Predominantly taking place in and around Manhattan after a psychotic chemical weapons researcher unleashes the Scythe virus (a form of the Black Plague), the novel follows Iraq War veteran Patrick Shepherd as he battles his way through disease, mayhem, and the United States military to locate his estranged family.
As Shepherd, accompanied by psychologist Virgil (subtle), dodges bullets, crashes helicopters, and, inexplicably, duels with Death himself, the side-effects of the virus and its antidote enable him to see behind the veil of the physical world and into the spiritual nine circles of Hell first illustrated by Dante Alighieri’s epic poem Divine Comedy.
Uncomfortably paranoid in its endless ranting on the evils of society, Alten pulls out every conceivable modern day conspiracy theory as fodder for his opus, including the Bush Administration’s alleged complicity in the attacks of 9/11 and the 2001 Amerithrax incidents.

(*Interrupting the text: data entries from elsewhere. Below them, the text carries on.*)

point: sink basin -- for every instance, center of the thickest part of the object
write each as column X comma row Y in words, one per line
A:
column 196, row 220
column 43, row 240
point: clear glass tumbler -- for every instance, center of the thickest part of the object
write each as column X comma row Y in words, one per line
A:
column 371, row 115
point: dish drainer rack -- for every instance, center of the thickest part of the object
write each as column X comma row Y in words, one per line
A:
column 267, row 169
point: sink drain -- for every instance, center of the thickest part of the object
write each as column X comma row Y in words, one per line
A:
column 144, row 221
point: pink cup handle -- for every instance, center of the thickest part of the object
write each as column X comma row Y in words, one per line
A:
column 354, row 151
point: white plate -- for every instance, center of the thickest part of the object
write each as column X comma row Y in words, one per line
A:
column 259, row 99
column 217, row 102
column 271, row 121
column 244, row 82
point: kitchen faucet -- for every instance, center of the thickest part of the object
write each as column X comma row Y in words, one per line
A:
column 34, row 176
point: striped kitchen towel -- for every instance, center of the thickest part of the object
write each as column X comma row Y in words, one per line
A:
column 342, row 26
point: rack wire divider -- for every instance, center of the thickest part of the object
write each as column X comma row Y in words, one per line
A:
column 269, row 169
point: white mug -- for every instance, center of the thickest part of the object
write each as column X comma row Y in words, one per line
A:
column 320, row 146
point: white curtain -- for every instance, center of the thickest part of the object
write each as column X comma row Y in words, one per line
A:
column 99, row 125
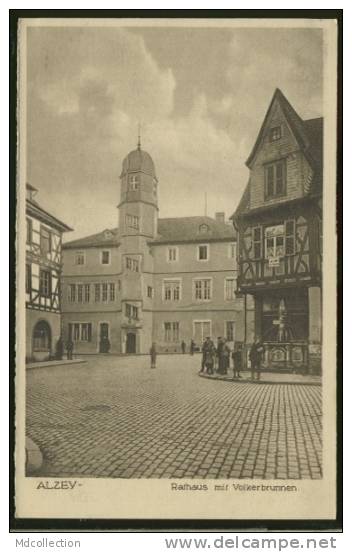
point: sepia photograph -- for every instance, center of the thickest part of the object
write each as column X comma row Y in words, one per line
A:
column 174, row 216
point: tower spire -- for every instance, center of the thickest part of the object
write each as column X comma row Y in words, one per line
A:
column 139, row 136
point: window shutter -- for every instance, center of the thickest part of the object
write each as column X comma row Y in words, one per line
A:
column 257, row 239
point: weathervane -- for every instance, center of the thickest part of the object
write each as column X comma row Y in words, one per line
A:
column 139, row 136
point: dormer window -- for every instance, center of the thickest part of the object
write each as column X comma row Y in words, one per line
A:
column 132, row 221
column 275, row 179
column 105, row 257
column 133, row 182
column 275, row 134
column 203, row 252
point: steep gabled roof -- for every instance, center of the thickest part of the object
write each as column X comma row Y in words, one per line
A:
column 297, row 125
column 34, row 209
column 108, row 238
column 243, row 205
column 185, row 229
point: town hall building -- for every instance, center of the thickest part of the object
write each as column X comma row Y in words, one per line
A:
column 279, row 233
column 162, row 280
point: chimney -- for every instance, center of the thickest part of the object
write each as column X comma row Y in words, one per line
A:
column 220, row 217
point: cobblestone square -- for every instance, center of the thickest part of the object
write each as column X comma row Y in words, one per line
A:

Aside from the ridiculously convoluted story within Grim Reaper: End of Days, Alten fills his 500-plus pages with paper-thin characters who speak in a wooden, overly expository manner that often comes across more as a textbook on Gnostic mysticism and less a fictional form of entertainment. To make matters worse, the author displays an embarrassingly poor grasp of basic writing technique when he regularly switches from present tense to past tense, often within the same paragraph.
While Alten has found a moderate amount of success with his prehistoric shark series MEG, his latest effort falls flat in every respect, more akin tonally to Glenn Beck’s abysmal Overton Window than an apocalyptic classic such as Stephen King’s The Stand. Fans of the horrific would be well advised to avoid this unfortunate new release.